AI agents invoke code_interpreter to trigger actions in Openai. What it does depends on the arguments the agent supplies, and its effects often reach beyond the immediate call — builds kicked off, notifications sent, workflows started.
A 'code_interpreter' tool almost universally runs arbitrary code in a sandboxed or semi-sandboxed environment. The server context (ChatGPT Plus/Pro bridge with siblings like 'canvas_execute', 'codex_task_create') corroborates this is an execution-class tool. Empty description lowers confidence but the name and server context together make Execute the most likely category.
From the tool's definition Tool name 'code_interpreter' strongly implies execution of code; description is empty so certainty is reduced.

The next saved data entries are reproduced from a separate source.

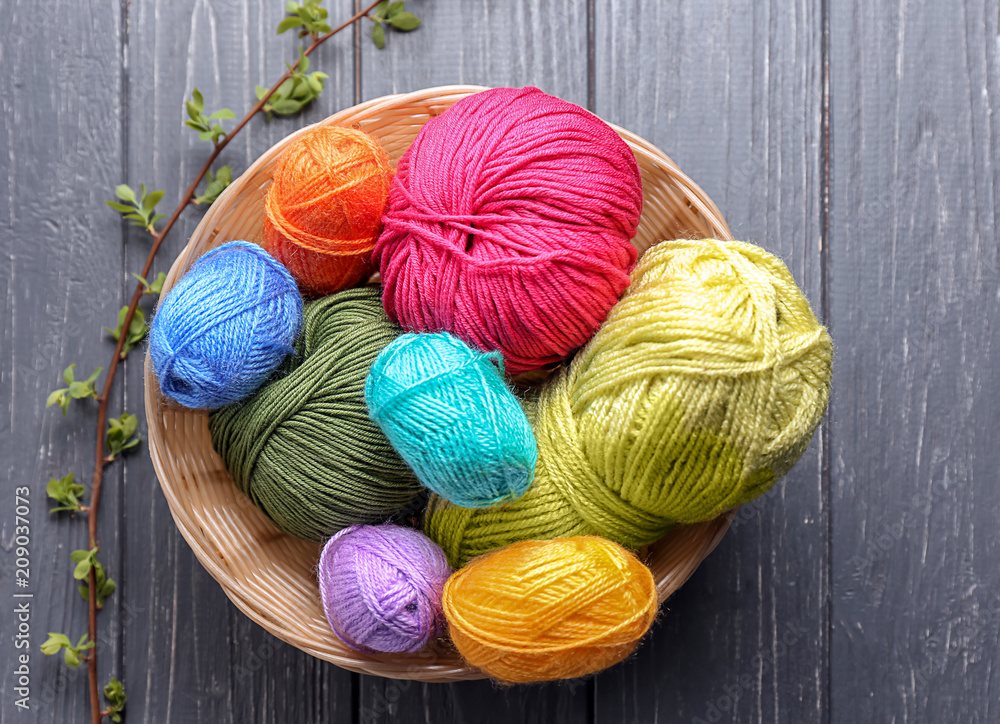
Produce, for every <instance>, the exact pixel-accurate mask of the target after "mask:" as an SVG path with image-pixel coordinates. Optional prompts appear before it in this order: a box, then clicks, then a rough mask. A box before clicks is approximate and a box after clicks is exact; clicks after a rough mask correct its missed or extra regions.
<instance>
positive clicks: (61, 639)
mask: <svg viewBox="0 0 1000 724" xmlns="http://www.w3.org/2000/svg"><path fill="white" fill-rule="evenodd" d="M88 636H89V635H88V634H84V635H83V636H81V637H80V641H79V642H77V644H76V646H74V645H73V642H72V641H70V640H69V636H67V635H66V634H57V633H51V632H49V638H48V640H47V641H46V642H45V643H43V644H42V653H43V654H45V655H46V656H52V654H57V653H59V652H60V651H63V652H65V653H64V654H63V656H64V658H65V659H66V666H68V667H70V668H71V669H75V668H76V667H77V666H79V665H80V664H82V663H83V660H84V659H88V660H90V659H93V654H91V655H90V656H86V655H85V654H83V652H84V651H86V650H87V649H92V648H94V646H95V645H96V644H95V643H94V641H93V639H92V640H90V641H88V640H87V638H88Z"/></svg>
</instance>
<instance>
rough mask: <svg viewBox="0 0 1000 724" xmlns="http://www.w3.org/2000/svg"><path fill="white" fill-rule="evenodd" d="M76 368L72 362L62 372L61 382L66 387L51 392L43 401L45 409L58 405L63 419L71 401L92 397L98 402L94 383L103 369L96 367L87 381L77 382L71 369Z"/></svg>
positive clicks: (74, 363)
mask: <svg viewBox="0 0 1000 724" xmlns="http://www.w3.org/2000/svg"><path fill="white" fill-rule="evenodd" d="M75 367H76V363H75V362H74V363H73V364H71V365H70V366H69V367H67V368H66V369H65V370H63V382H64V383H65V384H66V385H67V386H66V387H62V388H60V389H58V390H53V391H52V392H51V393H49V398H48V399H47V400H46V401H45V406H46V407H52V405H59V407H61V408H62V410H63V417H66V413H67V412H68V411H69V403H70V402H72V401H73V400H82V399H84V398H87V397H93V398H94V399H97V400H99V399H100V398H99V397H98V396H97V388H96V387H95V386H94V383H95V382H96V381H97V378H98V376H100V374H101V371H102V370H103V369H104V368H103V367H98V368H97V369H96V370H94V373H93V374H92V375H91V376H90V377H88V378H87V379H85V380H83V381H80V380H77V379H76V377H75V375H74V373H73V369H74V368H75Z"/></svg>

Attacks that exploit this kind of access
code_interpreter. It is categorised as a Execute tool in the Openai MCP Server, which means it can trigger actions or run processes. Use rate limits and argument validation.
Register the Openai MCP server in PolicyLayer and add a rule for code_interpreter: allow, deny, rate-limit, or require approval. Point your MCP client at the PolicyLayer proxy URL and the rule is enforced on every call, before it reaches Openai. Nothing to install.
code_interpreter is a Execute tool with high risk. Execute tools should be rate-limited and have argument validation enabled.
Yes. Add a rate_limit block to the code_interpreter rule in your PolicyLayer policy. For example, setting max: 10 and window: 60 limits the tool to 10 calls per minute. Rate limits are tracked per agent session and reset automatically.
Set action: deny in the PolicyLayer policy for code_interpreter. The AI agent will receive a policy violation error and cannot call the tool. You can also include a reason field to explain why the tool is blocked.
code_interpreter is provided by the Openai MCP server (robotlearning123/gpt2agent). PolicyLayer sits as a proxy in front of this server to enforce policies before tool calls reach the server.
Every MCP server has a record like this.
Type a name, get the same breakdown: verified identity, auth posture, risk grade, capabilities, recommended policy.